I use one and recommend them. Zig also uses one with great results.


----------



## nry (15 May 2009)

Is it still 'good' to have CO2 mist around the aquarium or has it slightly moved towards 100% diffusion with no bubbles?


----------



## LondonDragon (15 May 2009)

Ordered mine this week too, will see how it works when it gets here!!


----------



## SKP1995 (15 May 2009)

I'm waiting on one arriving, couldn't argue for a fiver.


----------



## aaronnorth (16 May 2009)

mines waiting to be setup


----------



## GreenNeedle (16 May 2009)

I have 2 in my cupboard not being used   I found that they work quite well but not with my setup of having the lily pipe at the surface nor the very high turnover I am using.

I think Zig found the same thing until he changed to the ADA jet pipe.  You need to find a method to inject the bubbles without them instantly hitting the surface   The Jet pipe pushed them at velocity slightly downward



> Is it still 'good' to have CO2 mist around the aquarium or has it slightly moved towards 100% diffusion with no bubbles?



I think mist is the general consensus.  I was talking on the Barr report with someone who was telling me that a lot more CO2 was lost with misting than a reactor and I asked 'what makes you think that'.  The answer I got was that bubbles rise to the surface and get lost to which I replied that the same will happen with 100% dissolved CO2 but the 'exit can't be seen .

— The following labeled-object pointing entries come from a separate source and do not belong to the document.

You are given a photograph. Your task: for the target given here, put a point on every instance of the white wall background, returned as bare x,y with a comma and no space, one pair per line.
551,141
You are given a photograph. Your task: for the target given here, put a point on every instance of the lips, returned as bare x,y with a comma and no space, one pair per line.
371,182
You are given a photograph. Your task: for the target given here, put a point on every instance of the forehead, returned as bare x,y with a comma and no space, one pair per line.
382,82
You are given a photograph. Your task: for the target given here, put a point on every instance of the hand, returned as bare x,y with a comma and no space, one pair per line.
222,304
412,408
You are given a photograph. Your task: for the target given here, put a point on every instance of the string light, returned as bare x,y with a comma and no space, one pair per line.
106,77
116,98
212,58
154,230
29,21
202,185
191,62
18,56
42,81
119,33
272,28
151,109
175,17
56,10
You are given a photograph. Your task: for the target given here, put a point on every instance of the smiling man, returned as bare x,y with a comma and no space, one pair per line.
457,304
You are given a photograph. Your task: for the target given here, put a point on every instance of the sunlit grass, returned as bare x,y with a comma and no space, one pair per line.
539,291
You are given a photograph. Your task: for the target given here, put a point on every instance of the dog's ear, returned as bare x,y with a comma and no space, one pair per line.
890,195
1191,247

I have no idea on which uses less O but I wouldn't think there would be much difference. Whether dissolved or not the equilibrium is still the same.

AC


----------



## andy (16 May 2009)

Got mine last week along with the glass jobbies with the ceramic bit in the middle.  Ive just put the glass one on for the moment and im quite pleased with it but the one above does seem like a decent bit of kit for the money.  I might even set up a second CO2 system although my tank is looking so nice now that im a little put off with changing anything.


----------



## nry (16 May 2009)

My lily pipe does push the bubbles a good way into and down the tank height, one thing I really like about this diffuser is how it hardly affects the filter flow rate, even with the replacement glass outlet pipe connected up again, the flow rate out of the inlet lily is pretty much the same as it was before!


----------



## nry (27 May 2009)

Took a bit of playing to get this right, but (without any drop checker, I love this no measuring concept) with a small amount of surface agitation, and 8bpm (from a D-D bubble counter), I am getting a lovely fine mist around nearly all the tank and plants are pearling like never before.

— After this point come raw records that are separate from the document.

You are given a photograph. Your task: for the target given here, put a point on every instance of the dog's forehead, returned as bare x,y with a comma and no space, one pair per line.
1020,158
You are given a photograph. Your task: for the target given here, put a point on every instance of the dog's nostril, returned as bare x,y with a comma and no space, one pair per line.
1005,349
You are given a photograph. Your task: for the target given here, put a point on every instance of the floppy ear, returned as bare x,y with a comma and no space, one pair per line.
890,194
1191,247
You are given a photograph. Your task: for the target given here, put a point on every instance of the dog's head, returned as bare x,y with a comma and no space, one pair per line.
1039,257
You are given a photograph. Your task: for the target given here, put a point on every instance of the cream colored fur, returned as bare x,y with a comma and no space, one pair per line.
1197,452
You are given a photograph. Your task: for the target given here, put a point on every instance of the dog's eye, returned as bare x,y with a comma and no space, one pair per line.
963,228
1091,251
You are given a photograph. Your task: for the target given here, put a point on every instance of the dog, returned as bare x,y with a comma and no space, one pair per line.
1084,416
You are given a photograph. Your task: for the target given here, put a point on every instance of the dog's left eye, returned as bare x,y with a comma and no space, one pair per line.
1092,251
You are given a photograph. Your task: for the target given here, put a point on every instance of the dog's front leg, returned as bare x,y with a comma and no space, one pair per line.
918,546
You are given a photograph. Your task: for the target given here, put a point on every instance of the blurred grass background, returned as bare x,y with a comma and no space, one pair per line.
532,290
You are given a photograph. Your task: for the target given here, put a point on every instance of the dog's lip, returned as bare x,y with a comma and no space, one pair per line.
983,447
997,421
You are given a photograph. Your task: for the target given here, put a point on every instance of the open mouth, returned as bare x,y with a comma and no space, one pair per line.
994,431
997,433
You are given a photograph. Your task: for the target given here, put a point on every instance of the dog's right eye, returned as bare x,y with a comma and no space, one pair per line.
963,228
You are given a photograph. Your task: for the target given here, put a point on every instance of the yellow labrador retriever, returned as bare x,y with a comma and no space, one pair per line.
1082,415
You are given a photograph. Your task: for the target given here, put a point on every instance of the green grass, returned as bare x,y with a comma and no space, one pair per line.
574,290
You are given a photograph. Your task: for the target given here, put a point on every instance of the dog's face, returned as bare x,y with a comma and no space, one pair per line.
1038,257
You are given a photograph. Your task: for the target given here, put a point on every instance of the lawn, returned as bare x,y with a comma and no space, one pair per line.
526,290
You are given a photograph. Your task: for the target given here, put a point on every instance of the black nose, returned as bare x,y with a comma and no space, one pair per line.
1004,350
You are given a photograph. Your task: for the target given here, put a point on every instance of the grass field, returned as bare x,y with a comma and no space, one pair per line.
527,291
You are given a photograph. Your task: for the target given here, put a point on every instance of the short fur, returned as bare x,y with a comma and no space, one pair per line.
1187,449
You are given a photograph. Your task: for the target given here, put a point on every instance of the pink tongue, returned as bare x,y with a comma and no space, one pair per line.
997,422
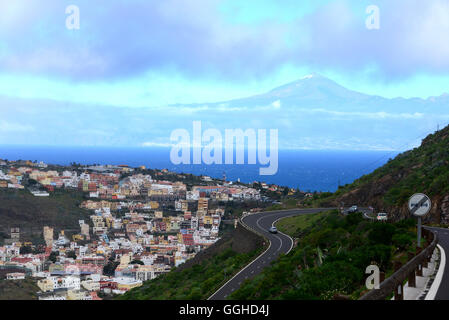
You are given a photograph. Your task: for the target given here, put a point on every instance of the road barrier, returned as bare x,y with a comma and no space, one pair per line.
409,271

Without any agitation the fine bubbles were just sitting at the water surface and at a guess, increasing CO2 levels really high as the fish were showing signs of too much CO2.  My cory's are the best check, if they start surfacing for a breath more often then CO2 is too high.

I'm 99% convinced that the CO2 mist gets a really good concentration of CO2 to the plants, with the surface agitation preventing too much CO2 being in the water column.

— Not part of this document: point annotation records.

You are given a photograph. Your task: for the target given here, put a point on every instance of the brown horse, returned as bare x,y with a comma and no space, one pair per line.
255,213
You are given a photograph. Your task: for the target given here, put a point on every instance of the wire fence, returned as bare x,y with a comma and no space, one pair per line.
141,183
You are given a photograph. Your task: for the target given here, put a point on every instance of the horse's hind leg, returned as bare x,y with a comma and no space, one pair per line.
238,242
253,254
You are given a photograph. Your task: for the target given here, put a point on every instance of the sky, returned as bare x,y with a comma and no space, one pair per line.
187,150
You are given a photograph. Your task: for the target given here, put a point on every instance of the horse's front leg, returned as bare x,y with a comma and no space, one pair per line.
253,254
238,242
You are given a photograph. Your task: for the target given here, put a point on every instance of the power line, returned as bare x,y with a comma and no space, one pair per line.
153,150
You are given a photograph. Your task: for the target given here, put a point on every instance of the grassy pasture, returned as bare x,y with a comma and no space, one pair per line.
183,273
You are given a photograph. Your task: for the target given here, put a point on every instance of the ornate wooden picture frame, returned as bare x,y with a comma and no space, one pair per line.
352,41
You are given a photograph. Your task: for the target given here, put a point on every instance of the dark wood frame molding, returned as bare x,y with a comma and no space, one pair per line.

I've started lifting the lily pipe higher at lights off which really keeps surface scum away, so overall I am very happy with CO2 at the moment


----------



## Peter1000000 (27 May 2009)

Just bought one... let's see if it's any good in 10 weeks when it finally arrives from HK..


----------



## Nick16 (28 May 2009)

mines working well. had it set up for a while and the DC is just yellow.


----------



## Steve Smith (28 May 2009)

Anyone remind me if these will fit 16mm hosing?  I've been tempted by one since Zig was using one last year, but never gotten around to ordering one


----------



## Nick16 (28 May 2009)

i cant remember if mine is on 16mm. its on a TT Ex1200 but i think thats 12mm. im not sure.


----------



## Steve Smith (28 May 2009)

EX1200 is a 16mm/22mm hose.  That's cool, I'm thinking of putting it onto an EX1200   Actually, I suspect it'll be a case of chopping off some of the hose tail, like you would with a UV light unit or something...


----------



## SKP1995 (28 May 2009)

I fitted mine to my EX1200 yesterday, there was no need to cut the hosetails, but I did use a couple of hose clips to secure the pipe to the diffuser seeing as any large movement of the pipes could easily pull them off the hosetails.


----------



## LondonDragon (28 May 2009)

I am still waiting for mine!!!!


----------



## nry (28 May 2009)

HK seem to take a good fortnight to get stuff to the UK from the few things I've ordered so far.


----------



## AdAndrews (28 May 2009)

can you fill me in on these please, because i have seen a couple of pictures on ebay, and i am a bit confused.. is this totally in line, or do you have to attatch it to the end of the filter hose, and then put it in the tank?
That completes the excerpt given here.